En septembre dernier, les images de l’accueil chaleureux réservé aux réfugiés dans plusieurs gares d’Allemagne avaient fait le tour du monde. Changement de ton, 4 mois plus tard : le pays est en émoi après une centaine d'agressions sexuelles commises la nuit du Nouvel an à Cologne (ouest). Des actes attribués à des "jeunes apparemment d'origine arabe", suscitant la crainte au sein des autorités d'une stigmatisation des réfugiés.

Au total, 90 plaintes ont été déposées et "je pars du principe que d'autres devraient suivre", a déclaré mardi à la presse le chef de la police de Cologne, Wolfgang Albers.
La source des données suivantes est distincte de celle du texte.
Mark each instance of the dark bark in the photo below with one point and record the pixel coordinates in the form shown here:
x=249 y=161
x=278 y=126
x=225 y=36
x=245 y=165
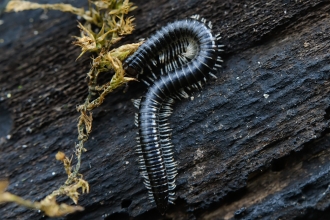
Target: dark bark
x=252 y=144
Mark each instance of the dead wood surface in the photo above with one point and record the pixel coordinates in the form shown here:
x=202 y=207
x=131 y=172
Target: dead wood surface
x=253 y=144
Ces agressions sont attribuées à des groupes de 20 à 30 jeunes hommes ivres qui ont encerclé leurs victimes au milieu du millier de personnes qui s'était rassemblé autour de la cathédrale et de la gare centrale de Cologne. Une dizaine de plaintes ont aussi été déposées à Hambourg (nord).

"Madame Merkel, que faites-vous ?"

"Nous nous apprêtions à partir et c'est là qu'un groupe d'une dizaine, vingtaine, trentaine de jeunes hommes étrangers s'en est pris à nous", a raconté une victime sur le plateau de la chaîne d'information en continu N-TV. "Ils se sont mis à nous agresser, nous prenant l'entre-jambe, touchant nos décolletés, sous les manteaux", a-t-elle expliqué, ajoutant que "seules les femmes" étaient visées. Selon Wolfgang Albers, les policiers intervenus ce soir-là font état "dans leur très large majorité de jeunes hommes, âgés de 18 à 35 ans, apparemment d'origine arabe ou nord-africaine". Un constat corroboré par les descriptions des victimes.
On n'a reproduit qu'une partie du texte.